# Polarising filter Ski Photography



## sunlou (Mar 23, 2011)

Hello all,

I have to shoot a Ski competition this coming week-end and I have been wanting to get a polarizing filter for a while now.

Will it prove usefull for That venue?

Also I have a low quality tripod. should I take the skier on a tripod or handheld could do the trick... 

lens sigma 70-300 3.5-5.6 not stabalised...

The skiers are 13 years old so their fast but not crazy fast


----------



## KmH (Mar 23, 2011)

Circular polarizing filters are most effective when the Sun is no more than 30° above the horizon and at a 90° angle to the lens axis.

When outside those limits a polarizing filter will still add some saturation to greens and blues. How much and where in the image the saturation will be added will vary by the time of day and the angle of the Sun to the lens axis.

In other words, part of a blue sky on one side of the photo is likely to be more saturated than on the other side of the photo.

You will, by necessity, be panning handheld, so the subjects won't be moving much relative to the image sensor, but the backgrounds should be nicely blurred. Good camera holding (cradle the lens in your left hand, elbows in against your torso) and panning technique (most of your weight on your front foot, turn at the waist) will be helpful (essentially you make your body a tripod).
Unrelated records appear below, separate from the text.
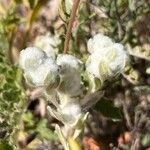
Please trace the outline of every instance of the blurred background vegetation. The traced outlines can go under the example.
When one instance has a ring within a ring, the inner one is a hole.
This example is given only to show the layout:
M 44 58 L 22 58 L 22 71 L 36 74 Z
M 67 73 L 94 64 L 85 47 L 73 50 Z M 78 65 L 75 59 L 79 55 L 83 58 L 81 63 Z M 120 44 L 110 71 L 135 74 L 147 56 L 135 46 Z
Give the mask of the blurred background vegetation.
M 0 0 L 0 150 L 63 149 L 53 132 L 59 122 L 46 113 L 40 89 L 25 84 L 18 57 L 47 33 L 61 39 L 62 53 L 70 9 L 71 0 Z M 86 43 L 98 32 L 126 47 L 131 67 L 105 83 L 104 97 L 89 110 L 81 145 L 85 150 L 148 150 L 150 1 L 81 0 L 69 53 L 85 61 Z

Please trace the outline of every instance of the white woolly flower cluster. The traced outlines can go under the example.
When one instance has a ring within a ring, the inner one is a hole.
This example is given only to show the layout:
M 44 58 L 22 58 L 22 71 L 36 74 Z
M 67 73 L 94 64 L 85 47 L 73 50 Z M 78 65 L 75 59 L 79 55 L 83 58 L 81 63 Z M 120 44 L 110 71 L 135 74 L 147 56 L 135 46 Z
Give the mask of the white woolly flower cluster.
M 20 66 L 24 76 L 32 86 L 57 86 L 58 66 L 44 51 L 35 47 L 28 47 L 20 52 Z
M 38 37 L 34 44 L 37 48 L 22 50 L 19 63 L 27 83 L 43 87 L 47 99 L 56 106 L 48 106 L 50 115 L 60 120 L 67 130 L 75 129 L 73 137 L 76 138 L 88 114 L 82 112 L 79 99 L 83 94 L 80 85 L 82 62 L 69 54 L 57 54 L 56 41 L 49 35 Z M 89 39 L 87 46 L 90 55 L 86 61 L 86 72 L 92 87 L 89 94 L 92 94 L 105 80 L 123 72 L 128 55 L 121 44 L 114 43 L 103 34 Z M 56 126 L 56 132 L 64 143 L 65 137 L 59 126 Z M 67 142 L 64 145 L 68 147 Z
M 51 36 L 49 33 L 46 35 L 37 36 L 34 41 L 34 46 L 42 49 L 48 57 L 55 59 L 58 52 L 58 44 L 60 40 L 57 36 Z
M 88 41 L 91 53 L 86 62 L 88 74 L 100 79 L 101 84 L 123 72 L 128 60 L 122 44 L 114 43 L 109 37 L 97 34 Z
M 57 110 L 49 108 L 51 115 L 69 126 L 82 118 L 78 99 L 81 94 L 79 59 L 69 54 L 59 54 L 55 60 L 42 49 L 28 47 L 20 53 L 20 66 L 27 83 L 44 87 L 47 98 L 51 97 L 49 93 L 53 94 L 50 101 Z M 59 102 L 54 95 L 58 95 Z

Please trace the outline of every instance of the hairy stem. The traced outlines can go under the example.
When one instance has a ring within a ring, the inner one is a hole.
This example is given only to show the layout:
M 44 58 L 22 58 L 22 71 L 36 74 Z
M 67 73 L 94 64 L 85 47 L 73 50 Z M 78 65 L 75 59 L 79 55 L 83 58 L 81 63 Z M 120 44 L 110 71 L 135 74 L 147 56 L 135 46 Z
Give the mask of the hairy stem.
M 64 53 L 65 54 L 68 51 L 70 34 L 71 34 L 71 31 L 72 31 L 72 27 L 73 27 L 73 23 L 74 23 L 74 20 L 75 20 L 76 11 L 77 11 L 79 2 L 80 2 L 80 0 L 74 0 L 73 6 L 72 6 L 71 16 L 70 16 L 69 24 L 68 24 L 68 27 L 67 27 L 66 37 L 65 37 L 65 44 L 64 44 Z

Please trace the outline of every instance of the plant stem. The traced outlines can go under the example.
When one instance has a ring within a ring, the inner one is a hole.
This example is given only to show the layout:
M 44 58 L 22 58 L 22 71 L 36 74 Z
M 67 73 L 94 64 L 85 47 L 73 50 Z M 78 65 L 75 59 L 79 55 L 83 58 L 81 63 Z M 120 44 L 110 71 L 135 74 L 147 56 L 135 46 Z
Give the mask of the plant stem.
M 77 11 L 79 2 L 80 2 L 80 0 L 74 0 L 73 6 L 72 6 L 70 20 L 69 20 L 69 24 L 68 24 L 68 27 L 67 27 L 66 37 L 65 37 L 65 44 L 64 44 L 64 53 L 65 54 L 68 51 L 70 34 L 71 34 L 71 31 L 72 31 L 72 27 L 73 27 L 73 23 L 74 23 L 74 20 L 75 20 L 76 11 Z

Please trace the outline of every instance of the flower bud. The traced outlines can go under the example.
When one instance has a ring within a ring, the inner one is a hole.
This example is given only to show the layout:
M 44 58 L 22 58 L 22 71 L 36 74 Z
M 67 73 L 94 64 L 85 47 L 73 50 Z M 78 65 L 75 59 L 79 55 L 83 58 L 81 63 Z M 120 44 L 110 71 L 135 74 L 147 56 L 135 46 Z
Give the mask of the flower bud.
M 88 52 L 91 54 L 112 45 L 113 41 L 102 33 L 96 34 L 93 38 L 90 38 L 87 43 Z
M 22 69 L 36 69 L 46 57 L 45 53 L 36 47 L 28 47 L 20 52 L 19 64 Z
M 104 39 L 106 40 L 107 38 L 105 37 Z M 93 46 L 94 52 L 89 56 L 86 62 L 88 74 L 92 74 L 96 78 L 99 78 L 101 83 L 122 73 L 126 62 L 128 61 L 128 56 L 123 45 L 118 43 L 112 44 L 108 38 L 107 47 L 107 42 L 105 40 L 103 44 L 94 43 L 100 42 L 98 39 L 93 42 L 96 47 Z
M 55 59 L 56 53 L 58 51 L 57 46 L 59 44 L 59 39 L 55 36 L 41 35 L 37 36 L 34 41 L 34 46 L 42 49 L 48 57 Z
M 24 76 L 32 86 L 56 87 L 58 85 L 58 66 L 38 48 L 26 48 L 21 51 L 20 65 Z

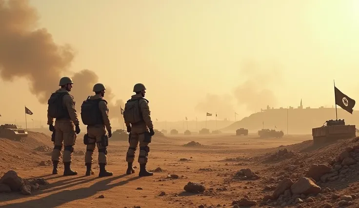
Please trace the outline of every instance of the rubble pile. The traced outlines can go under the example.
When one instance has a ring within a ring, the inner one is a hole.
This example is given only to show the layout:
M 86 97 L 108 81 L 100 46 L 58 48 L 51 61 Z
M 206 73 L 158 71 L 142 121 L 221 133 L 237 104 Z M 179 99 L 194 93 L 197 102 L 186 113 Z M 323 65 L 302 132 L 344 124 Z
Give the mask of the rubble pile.
M 24 195 L 30 195 L 31 191 L 41 189 L 49 184 L 43 178 L 22 179 L 14 170 L 9 170 L 0 179 L 0 192 L 20 191 Z
M 255 180 L 260 178 L 258 173 L 253 172 L 249 168 L 242 169 L 237 172 L 235 175 L 235 178 L 239 178 L 240 180 Z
Snow, being so white, will fool your camera's light meter. The camera light meter is calibrated to a shade of 12% to 18% gray. If you don't compensate, your photos will be underexposed and the snow will also be 12% to 18% gray instead of white.
To counteract that you will want to set your exposure compensation to +0.7 EV to +1.3 EV or so, it depends on the camera lens combo.

The holy grail of action sports photography is faces and emotions, not backs and the back of heads.


----------



## sunlou (Mar 23, 2011)

Thanks for that.

SO do I buy it for this week end??


----------



## KmH (Mar 23, 2011)

A circular polarizing (CPL) filter should be included in most photographers camera bag. It's is one of the few filters that cannot be duplicated using image editing software.

A good CPL will cost you about $100. I recommend the B+W brand.


----------



## Garbz (Mar 24, 2011)

Jeesh a simple yes would do


----------



## Drake (Mar 24, 2011)

The CPL will give you some nice deep blue skies, BUT:

1. No idea how close you will be to the action, but you will be probably shooting in many directions, changing your angle to the sun very often.
2. To use the CPL you have to rotate the filter to the correct position, which doesn't seem difficult, but:
3. The sigma's front element rotates when you're focusing, and so does the filter with it. Kind of a problem when shooting sport.


----------



## bikingman (Mar 27, 2011)

> To use the CPL you have to rotate the filter to the correct position



So do you put on the CPL after the camera has focused, which doesn't seem practical, or, do you put on the CPL then let the camera focus and once after adjust the CPL? Or altogether hope for the best?


----------



## CNCO (Mar 27, 2011)

i think that lens is too slow even for youths. dont forget a grey card. with that much white in the background definitely use a grey card.


----------



## kashar (Mar 28, 2011)

Can we use fisheye lens for this kind of work ?


----------



## Drake (Mar 29, 2011)

bikingman said:


> > To use the CPL you have to rotate the filter to the correct position
> 
> 
> 
> So do you put on the CPL after the camera has focused, which doesn't seem practical, or, do you put on the CPL then let the camera focus and once after adjust the CPL? Or altogether hope for the best?


Well, with a CPL I usually focus first, then rotate the filter to a correct position, and then focus once again just to make sure, as it's easy to throw the image out of focus while rotating the filter, especially with cheap lens. This method is not very fast, but fast enough for landscapes. I don't think however that you can shoot sport this way.


----------



## KVRNut (Mar 29, 2011)

If you purchase a CPL, a little trick I use is to index the maximum polorization point of the filter by putting a couple of tiny drops of CA glue on the exterior of the ring and then putting a drop at the points of least polorization.  As far as using a CPL and auto focus lens is concerned, get a rubber lens hood, screw it on to the CPL and just hold the lens hood when auto focusing.  Yes, it means using a tri-pod but it's a trick that works for me.


----------